As was the case with the Matplotlib plots demonstrated earlier, positioning the mouse over a square element at row i and column j displays i, j, and the value of di,j, the distance between nodei and nodej, in the lower right corner of the display window.  Because the mouse can be positioned in any location within the square, the i and j values may not be integers.  Note that the diagonal of this matrix, starting at the upper left and progressing to the lower right, all have values of zero, as the distance between a node and itself is always zero.  That is,  di,i, = 0 for all values of i, and di,j = 0 if i = j.

 

The code to obtain the second-closer neighbour and two most distant neighbours to each node is shown below.  A new N x 3 2D matrix, named INDX, is allocated.  There are N rows, one row per node, and three columns into which to place the indices of the node’s neighbours.
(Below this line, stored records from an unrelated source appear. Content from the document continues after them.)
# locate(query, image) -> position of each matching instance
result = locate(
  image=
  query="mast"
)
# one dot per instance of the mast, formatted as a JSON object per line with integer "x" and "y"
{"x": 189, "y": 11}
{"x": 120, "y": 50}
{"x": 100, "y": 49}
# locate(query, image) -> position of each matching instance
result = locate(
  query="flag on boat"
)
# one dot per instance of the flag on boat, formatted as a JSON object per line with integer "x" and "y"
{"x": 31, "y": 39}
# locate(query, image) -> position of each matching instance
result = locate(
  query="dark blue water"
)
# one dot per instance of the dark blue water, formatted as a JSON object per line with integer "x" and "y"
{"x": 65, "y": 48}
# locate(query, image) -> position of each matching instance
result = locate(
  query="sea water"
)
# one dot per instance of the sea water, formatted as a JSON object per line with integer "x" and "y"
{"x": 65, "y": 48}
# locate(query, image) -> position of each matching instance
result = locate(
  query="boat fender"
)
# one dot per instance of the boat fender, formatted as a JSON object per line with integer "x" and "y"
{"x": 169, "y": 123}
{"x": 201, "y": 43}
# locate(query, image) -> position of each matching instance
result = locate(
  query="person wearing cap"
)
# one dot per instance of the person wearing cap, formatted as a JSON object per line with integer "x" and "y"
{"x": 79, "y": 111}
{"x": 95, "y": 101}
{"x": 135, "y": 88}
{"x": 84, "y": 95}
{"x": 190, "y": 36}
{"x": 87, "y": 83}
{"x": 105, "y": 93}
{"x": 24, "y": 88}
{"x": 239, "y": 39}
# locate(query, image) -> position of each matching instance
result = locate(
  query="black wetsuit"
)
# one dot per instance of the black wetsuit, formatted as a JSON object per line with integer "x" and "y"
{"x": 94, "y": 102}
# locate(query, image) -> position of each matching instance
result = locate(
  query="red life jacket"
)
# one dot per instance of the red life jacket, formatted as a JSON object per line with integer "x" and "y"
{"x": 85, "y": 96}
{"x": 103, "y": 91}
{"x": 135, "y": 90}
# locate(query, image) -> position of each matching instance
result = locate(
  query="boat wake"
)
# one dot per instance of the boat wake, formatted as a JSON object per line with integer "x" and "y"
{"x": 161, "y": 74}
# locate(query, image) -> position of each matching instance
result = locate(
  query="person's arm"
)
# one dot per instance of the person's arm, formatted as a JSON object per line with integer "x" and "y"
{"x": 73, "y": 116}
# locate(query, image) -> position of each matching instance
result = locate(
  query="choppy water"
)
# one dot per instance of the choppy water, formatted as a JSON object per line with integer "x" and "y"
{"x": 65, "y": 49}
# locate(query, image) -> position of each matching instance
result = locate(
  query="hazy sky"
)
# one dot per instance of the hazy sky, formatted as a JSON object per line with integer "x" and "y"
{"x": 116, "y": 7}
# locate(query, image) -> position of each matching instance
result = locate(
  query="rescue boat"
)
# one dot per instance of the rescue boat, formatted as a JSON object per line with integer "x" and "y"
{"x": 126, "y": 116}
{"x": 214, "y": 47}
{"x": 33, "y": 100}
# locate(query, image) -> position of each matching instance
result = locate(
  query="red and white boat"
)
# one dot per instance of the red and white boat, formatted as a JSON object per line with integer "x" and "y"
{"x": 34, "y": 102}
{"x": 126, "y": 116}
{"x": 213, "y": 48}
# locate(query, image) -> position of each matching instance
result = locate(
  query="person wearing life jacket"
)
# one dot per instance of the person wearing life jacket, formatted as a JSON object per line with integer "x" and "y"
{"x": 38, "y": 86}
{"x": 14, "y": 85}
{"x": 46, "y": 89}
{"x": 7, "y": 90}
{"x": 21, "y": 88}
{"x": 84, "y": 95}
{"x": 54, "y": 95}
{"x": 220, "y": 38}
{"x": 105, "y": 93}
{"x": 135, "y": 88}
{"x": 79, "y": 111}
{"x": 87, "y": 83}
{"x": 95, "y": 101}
In row i of INDX, indicating nodei, the first column is the index of the second closest node to nodei.  The second and third columns contain the indices of the most distant node and the second most distant node, respectively.  The code adds the edges, or links, to the scatter plot.

 

 

## For the edges, get the indices of the two furthest and second closest

## point.

## Allocate a matrix for the indices.

INDX = np.zeros((N, 3))

 

## Loop through each node.

for i in range(0, N):

    ## Get the i-th row of the distance matrix D.

    d0 = D[i]

 

    ## Index of (ascending order) sorted values.

    ## NOTE:  The smallest value is 0 (distance from a point to itself), and

    ## therefore the first (0-th) element of the sorted indices is not used.

 

    ## Get the indices of the ascending assorted row values.

    indx = np.argsort(d0)

    INDX[i, 0] = indx[2]      ## Skip indx[0] (itself) and indx[1] (closest).

    INDX[i, 1] = indx[-1]     ## Largest (furthest) distance.

    INDX[i, 2] = indx[-2]     ## Second largest (second furthest) distance.

 

 

In a graph, the nodes and the edges are both drawn.  A new figure is generated, and the scatter plot is first placed onto the plot to represent the nodes in the same manner as shown above.

 

## First, draw the scatterplot.

plt.figure(2)

 

plt.scatter(x, y)

 

plt.axis('equal')

plt.xlabel('x')

plt.ylabel('y')

plt.grid('both')

 

 

The next lines of code add the connections between the nodes as lines.  Each link is made of the starting and ending x value for edge, and the starting and ending y values for the edge.  These values are stored in the variables xline and yline for the x and y coordinates, respectively.  The three index values for the connections to nodei are accessed in the inner j loop.  In this example, the edges are shown in a semi-transparent grey colour (0.4, 0.4, 0.4) with alpha set to 0.3 for semi-transparency.

 

## Edge colour....

edge_colour = [0.4, 0.4, 0.4, 0.3]

 

 

## Next, draw the connections (edges) calculated above, in a

## semi-transparent grey colour.

## Loop through each node.

for i in range(0, N):

 

    ## Determine the connections for node i through the indices of the

    ## connecting nodes.

    for j in range(0, 3):

        ## x-values of the edge (drawn as a line).

        xline = [x[i], x[int(INDX[i, j])]]

 

        ## y-values of the edge (drawn as a line).

        yline = [y[i], y[int(INDX[i, j])]]

 

        ## Add the line to the current plot using the specified colour.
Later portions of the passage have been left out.